Working at Nvidia gave Rudin “a deep appreciation” for the compute and data flywheel that enabled the leap in large language models.
“Working on the fundamental tools for robot learning training provided me a window into the challenges robotics companies were facing: They are rebuilding the same components, going through the same learnings, and fighting the same challenges,” he said.
‘The toughest and most defensible part of the stack’
Philip Kneis, an investor at Redalpine, told Crunchbase News via email that after looking into the robotics space for years, Flexion stood out because in his firm’s view, it is focused on “the toughest and most defensible part of the stack: building a shared brain for robots.”

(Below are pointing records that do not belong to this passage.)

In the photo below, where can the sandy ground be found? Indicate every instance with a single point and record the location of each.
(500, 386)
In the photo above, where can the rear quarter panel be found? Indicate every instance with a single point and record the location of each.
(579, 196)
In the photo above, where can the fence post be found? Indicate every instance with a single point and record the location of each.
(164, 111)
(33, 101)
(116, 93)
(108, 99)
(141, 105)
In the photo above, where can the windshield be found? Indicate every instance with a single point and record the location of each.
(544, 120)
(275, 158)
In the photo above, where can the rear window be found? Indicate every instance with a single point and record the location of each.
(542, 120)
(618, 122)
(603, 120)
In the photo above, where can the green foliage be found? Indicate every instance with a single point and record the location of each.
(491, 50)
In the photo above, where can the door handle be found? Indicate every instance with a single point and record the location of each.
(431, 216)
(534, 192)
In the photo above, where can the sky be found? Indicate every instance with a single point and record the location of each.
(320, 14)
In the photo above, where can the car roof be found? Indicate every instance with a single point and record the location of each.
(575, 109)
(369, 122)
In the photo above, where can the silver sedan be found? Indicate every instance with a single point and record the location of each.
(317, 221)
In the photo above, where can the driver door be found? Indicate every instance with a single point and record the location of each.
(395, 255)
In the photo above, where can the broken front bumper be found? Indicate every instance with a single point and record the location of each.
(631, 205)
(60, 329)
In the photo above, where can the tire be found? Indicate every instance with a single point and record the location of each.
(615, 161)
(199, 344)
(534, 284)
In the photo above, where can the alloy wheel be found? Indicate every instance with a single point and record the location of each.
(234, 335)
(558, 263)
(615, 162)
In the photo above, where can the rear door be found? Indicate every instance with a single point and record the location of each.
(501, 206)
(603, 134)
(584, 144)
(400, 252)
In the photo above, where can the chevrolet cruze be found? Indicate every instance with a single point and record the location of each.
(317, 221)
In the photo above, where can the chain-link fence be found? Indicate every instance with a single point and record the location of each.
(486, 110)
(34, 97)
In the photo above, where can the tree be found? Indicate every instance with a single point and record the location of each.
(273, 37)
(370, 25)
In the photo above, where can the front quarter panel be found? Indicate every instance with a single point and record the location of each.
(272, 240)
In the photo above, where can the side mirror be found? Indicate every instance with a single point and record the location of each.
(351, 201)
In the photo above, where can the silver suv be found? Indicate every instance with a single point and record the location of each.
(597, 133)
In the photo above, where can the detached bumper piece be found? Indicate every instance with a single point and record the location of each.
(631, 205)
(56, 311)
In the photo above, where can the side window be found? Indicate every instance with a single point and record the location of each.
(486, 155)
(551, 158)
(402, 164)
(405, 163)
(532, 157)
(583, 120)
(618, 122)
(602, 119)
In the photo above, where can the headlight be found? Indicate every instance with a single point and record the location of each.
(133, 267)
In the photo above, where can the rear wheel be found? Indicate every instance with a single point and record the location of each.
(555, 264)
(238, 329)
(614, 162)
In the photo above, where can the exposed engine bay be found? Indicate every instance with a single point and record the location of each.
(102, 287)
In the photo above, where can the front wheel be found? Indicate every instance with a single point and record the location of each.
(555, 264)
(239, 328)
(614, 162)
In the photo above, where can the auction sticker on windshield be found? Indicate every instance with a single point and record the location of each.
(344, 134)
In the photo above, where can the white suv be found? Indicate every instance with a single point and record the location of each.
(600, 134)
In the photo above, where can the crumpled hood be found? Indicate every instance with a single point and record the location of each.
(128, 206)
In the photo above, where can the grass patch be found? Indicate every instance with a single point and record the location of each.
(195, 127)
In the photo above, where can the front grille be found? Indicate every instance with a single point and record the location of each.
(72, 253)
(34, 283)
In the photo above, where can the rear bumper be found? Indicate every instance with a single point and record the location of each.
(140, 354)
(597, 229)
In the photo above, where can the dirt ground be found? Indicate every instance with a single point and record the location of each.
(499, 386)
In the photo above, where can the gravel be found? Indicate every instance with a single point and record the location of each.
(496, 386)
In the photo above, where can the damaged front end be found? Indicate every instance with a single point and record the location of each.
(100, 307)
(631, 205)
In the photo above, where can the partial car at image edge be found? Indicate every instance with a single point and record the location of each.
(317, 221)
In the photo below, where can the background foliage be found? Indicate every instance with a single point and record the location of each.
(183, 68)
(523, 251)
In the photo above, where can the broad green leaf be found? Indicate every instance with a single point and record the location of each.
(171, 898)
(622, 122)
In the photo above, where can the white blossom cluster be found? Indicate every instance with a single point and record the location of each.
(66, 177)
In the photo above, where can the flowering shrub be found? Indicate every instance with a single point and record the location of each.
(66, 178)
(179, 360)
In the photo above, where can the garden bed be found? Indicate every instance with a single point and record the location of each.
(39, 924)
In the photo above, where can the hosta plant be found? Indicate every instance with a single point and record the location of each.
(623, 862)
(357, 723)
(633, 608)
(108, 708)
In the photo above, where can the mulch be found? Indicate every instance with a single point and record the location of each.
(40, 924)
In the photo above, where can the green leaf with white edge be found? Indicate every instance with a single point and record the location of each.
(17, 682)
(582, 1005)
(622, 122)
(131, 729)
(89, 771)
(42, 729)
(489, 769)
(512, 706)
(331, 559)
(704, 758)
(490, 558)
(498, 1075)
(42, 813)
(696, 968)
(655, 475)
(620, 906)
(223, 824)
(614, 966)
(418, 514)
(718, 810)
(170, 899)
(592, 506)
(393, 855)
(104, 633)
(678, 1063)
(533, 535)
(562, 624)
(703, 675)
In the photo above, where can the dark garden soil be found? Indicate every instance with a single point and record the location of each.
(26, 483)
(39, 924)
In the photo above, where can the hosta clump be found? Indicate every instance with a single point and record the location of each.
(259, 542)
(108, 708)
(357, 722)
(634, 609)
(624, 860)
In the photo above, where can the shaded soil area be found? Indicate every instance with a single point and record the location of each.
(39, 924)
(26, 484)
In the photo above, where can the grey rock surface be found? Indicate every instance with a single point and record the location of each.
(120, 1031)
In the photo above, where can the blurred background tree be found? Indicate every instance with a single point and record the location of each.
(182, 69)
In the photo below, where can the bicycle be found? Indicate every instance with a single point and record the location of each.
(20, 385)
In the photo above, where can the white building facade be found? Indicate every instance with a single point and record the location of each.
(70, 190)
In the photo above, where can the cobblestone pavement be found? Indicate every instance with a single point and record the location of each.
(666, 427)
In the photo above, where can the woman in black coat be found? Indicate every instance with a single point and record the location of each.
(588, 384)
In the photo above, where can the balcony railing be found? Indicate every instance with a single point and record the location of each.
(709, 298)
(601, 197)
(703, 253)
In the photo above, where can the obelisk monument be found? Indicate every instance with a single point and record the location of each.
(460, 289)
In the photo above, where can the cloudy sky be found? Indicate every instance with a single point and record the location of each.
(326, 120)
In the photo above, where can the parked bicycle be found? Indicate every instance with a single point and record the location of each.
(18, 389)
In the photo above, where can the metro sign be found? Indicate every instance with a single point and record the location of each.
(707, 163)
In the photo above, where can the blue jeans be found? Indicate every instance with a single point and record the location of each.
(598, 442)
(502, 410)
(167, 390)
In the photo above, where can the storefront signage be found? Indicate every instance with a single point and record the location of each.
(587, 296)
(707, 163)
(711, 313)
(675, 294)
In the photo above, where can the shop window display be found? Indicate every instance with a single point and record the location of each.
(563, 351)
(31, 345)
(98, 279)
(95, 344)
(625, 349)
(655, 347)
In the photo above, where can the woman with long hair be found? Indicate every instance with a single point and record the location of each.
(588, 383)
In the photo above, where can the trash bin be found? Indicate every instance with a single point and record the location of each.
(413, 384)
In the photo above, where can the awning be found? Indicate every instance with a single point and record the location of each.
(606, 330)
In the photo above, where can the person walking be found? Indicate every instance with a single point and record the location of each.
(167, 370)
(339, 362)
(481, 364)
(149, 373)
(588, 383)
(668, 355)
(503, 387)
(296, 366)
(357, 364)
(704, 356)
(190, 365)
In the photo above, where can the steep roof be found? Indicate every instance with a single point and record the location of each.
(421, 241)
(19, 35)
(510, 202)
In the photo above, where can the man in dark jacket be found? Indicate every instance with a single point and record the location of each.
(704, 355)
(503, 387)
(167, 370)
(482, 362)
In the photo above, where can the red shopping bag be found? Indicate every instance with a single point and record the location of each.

“They’ve already put robots to work in the real world …” he said. “That ability to turn cutting-edge research into robust, field-tested autonomy is a big part of why we invested.”
Sandeep Bakshi, head of Europe investments for Prosus Ventures, said the startup’s simulation-first approach was compelling because it hadn’t seen any other robotic model developers building with that approach.
“Most players in the market today are taking teleoperations-heavy approaches, which requires hundreds of thousands of hours of manual human demonstrations — an approach we believe is fundamentally unscalable in the long run,” he added. “Robotic foundation model developers will eventually need to heavily leverage simulation-based training, and the Flexion team is best suited to win with this approach.”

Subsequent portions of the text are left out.